Zdobywca Złotego Niedźwiedzia, Nagrody Jury Ekumenicznego oraz Nagrody Gildii Filmowej na tegorocznym MFF w Berlinie jest nową produkcją prześladowanego przez irańską władzę reżysera Mohammada Rasoulofa.
W każdym państwie, gdzie prawo najcięższe występki sankcjonuje karą śmierci, potrzebni są ludzie, którzy ten wyrok wykonają. To właśnie im, mierzącym się z trudnymi do wyobrażenia dylematami, poświęcony jest film „Zło nie istnieje”. Obraz ma strukturę nowelową i składa się z czterech opowieści. Bohaterów każdej z nich łączy tajemnica oraz dramatyczna decyzja, którą muszą podjąć.

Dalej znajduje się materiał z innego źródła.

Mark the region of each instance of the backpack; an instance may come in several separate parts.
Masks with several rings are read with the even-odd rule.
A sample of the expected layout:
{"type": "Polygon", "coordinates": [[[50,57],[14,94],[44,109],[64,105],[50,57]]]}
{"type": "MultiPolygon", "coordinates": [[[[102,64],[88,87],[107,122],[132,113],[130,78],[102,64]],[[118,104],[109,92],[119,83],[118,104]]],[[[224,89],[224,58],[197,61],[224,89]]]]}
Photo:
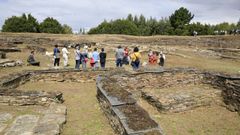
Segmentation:
{"type": "Polygon", "coordinates": [[[135,61],[136,63],[139,63],[140,62],[140,59],[137,57],[137,55],[134,53],[134,56],[136,57],[135,61]]]}

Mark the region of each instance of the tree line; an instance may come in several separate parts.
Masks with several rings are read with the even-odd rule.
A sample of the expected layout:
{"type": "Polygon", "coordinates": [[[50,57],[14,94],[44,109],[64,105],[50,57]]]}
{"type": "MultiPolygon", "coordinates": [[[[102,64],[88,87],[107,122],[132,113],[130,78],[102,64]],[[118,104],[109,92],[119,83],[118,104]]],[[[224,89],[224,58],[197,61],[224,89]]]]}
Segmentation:
{"type": "Polygon", "coordinates": [[[32,33],[54,33],[72,34],[72,28],[67,24],[61,24],[58,20],[47,17],[39,23],[31,14],[12,16],[5,20],[2,32],[32,32],[32,33]]]}
{"type": "Polygon", "coordinates": [[[97,27],[90,29],[88,34],[126,34],[126,35],[214,35],[231,33],[240,29],[240,20],[235,23],[220,23],[216,25],[202,24],[200,22],[190,23],[194,15],[186,8],[181,7],[168,18],[146,18],[143,15],[133,16],[129,14],[126,18],[106,21],[97,27]],[[224,32],[224,33],[223,33],[224,32]]]}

Wpłyną one nie tylko na dalsze życie protagonistów, ale również mocno odbiją się na losach otaczających ich ludzi. Irański reżyser wraca w swoim najnowszym filmie do motywów, które sprowadziły na niego gniew władzy, ograniczającej nie tylko artystyczną, ale i obywatelską wolność. Rasoulof tworzy złożoną z cichych dramatów wstrząsającą opowieść, będącą zdecydowanym sprzeciwem wobec kar śmierci.